RESEARCH: Previously Viewed Becoming Strong Revenue Source7 Aug, 2003 By: Melinda Saccone
Video rentailers are increasingly turning to other revenue streams to boost their bottom line. While rental revenue remains the top source of revenue for rentailers, the category as a percentage of gross revenue has declined.
In 2002, video rentals as a source of revenue hit its lowest level ever, accounting for less than two-thirds of rentailers' gross revenue. Rentals accounted for just 60 percent of gross revenue at the end of the year, down from 68 percent in 1998.
Meanwhile, previously viewed video sales (PVV) and new DVD sales gained ground as a supplemental revenue stream. Video Store Magazine market research estimates that PVV sales in 2002 harvested an additional $1 billion for rentailers -- accounting, on average, for 8 percent of their gross revenue.
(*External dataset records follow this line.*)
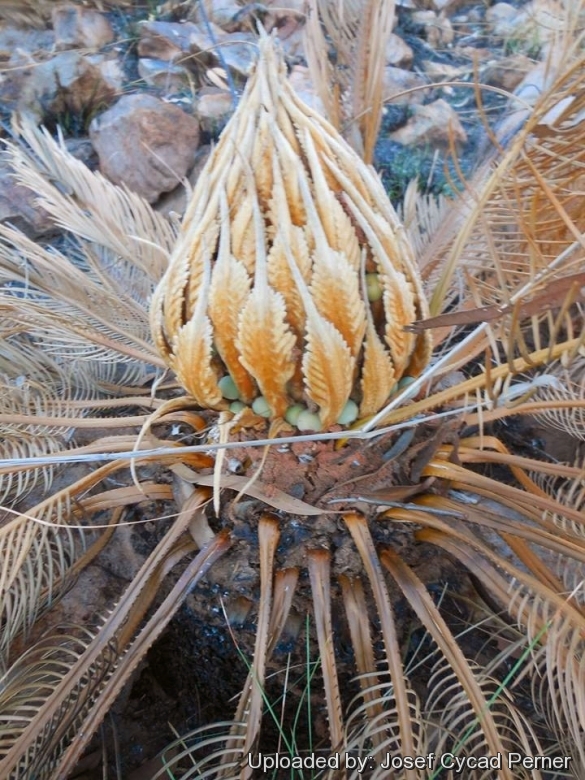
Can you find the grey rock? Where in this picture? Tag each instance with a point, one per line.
(145, 143)
(164, 75)
(435, 124)
(67, 86)
(398, 82)
(79, 27)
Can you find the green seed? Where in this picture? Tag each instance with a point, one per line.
(292, 413)
(228, 388)
(308, 421)
(373, 287)
(348, 413)
(260, 407)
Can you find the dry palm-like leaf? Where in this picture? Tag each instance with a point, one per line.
(282, 203)
(318, 221)
(345, 42)
(567, 386)
(122, 224)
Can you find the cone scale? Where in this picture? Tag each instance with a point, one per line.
(292, 278)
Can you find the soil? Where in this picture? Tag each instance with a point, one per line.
(193, 674)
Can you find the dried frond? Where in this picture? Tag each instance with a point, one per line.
(567, 385)
(74, 313)
(88, 205)
(286, 219)
(351, 90)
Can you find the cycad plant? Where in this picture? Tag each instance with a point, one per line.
(370, 491)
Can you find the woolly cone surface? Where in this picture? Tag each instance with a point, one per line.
(292, 279)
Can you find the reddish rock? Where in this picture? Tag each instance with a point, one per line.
(18, 205)
(79, 27)
(214, 108)
(145, 143)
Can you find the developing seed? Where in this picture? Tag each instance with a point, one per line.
(373, 287)
(260, 407)
(348, 413)
(308, 421)
(228, 388)
(292, 413)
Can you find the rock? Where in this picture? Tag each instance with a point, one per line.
(145, 143)
(110, 68)
(18, 205)
(79, 27)
(300, 80)
(435, 124)
(447, 5)
(502, 18)
(14, 40)
(437, 28)
(442, 71)
(82, 149)
(530, 27)
(166, 76)
(198, 45)
(66, 87)
(398, 82)
(225, 13)
(398, 52)
(173, 204)
(214, 108)
(236, 51)
(508, 72)
(289, 24)
(166, 41)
PVV sales as a percentage of gross revenue are on track to account for more than 10 percent of rentailers' revenue in 2003.
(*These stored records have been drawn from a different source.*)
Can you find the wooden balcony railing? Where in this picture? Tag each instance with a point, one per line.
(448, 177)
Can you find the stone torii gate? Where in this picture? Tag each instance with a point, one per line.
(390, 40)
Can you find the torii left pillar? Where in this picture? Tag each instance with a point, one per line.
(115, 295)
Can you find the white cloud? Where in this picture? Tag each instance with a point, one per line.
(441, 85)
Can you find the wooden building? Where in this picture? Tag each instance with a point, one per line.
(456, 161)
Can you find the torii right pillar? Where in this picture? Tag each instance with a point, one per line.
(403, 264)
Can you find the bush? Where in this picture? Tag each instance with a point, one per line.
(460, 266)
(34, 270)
Sellthrough-priced DVD (and increasingly VHS) product has allowed rentailers to cost effectively increase copy depth. The top 10 unit shippers at rental in the first-half of the year moved 37.6 percent more product into the rental pipeline than their 1998 counterparts -- with rentailers purchasing on average 60 percent of their inventory on disc.
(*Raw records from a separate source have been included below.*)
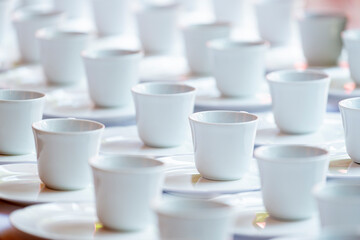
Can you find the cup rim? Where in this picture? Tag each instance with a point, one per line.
(260, 154)
(40, 97)
(192, 117)
(275, 76)
(115, 53)
(36, 126)
(137, 89)
(158, 167)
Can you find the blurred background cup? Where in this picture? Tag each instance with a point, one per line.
(231, 11)
(18, 110)
(299, 99)
(111, 73)
(125, 188)
(27, 21)
(157, 26)
(321, 37)
(238, 66)
(338, 204)
(194, 219)
(111, 16)
(274, 20)
(162, 110)
(351, 40)
(350, 113)
(288, 174)
(61, 55)
(64, 148)
(223, 143)
(195, 38)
With more copies on the shelf, rentailers can satisfy consumer demand more quickly and sell off PVV copies sooner.
According to a survey conducted by Video Store Magazine market research in July, after just three weekends of release, rentailers begin to sell off their excess rental inventory. After three months, rentailers have sold off more than 40 percent of their rental inventory.
Although rentailers face increasingly fierce competition from the DVD sales counter, they have used the sale of previously viewed videos -- which are priced significantly below retail -- as a weapon to combat loss-leader pricing by mass merchants.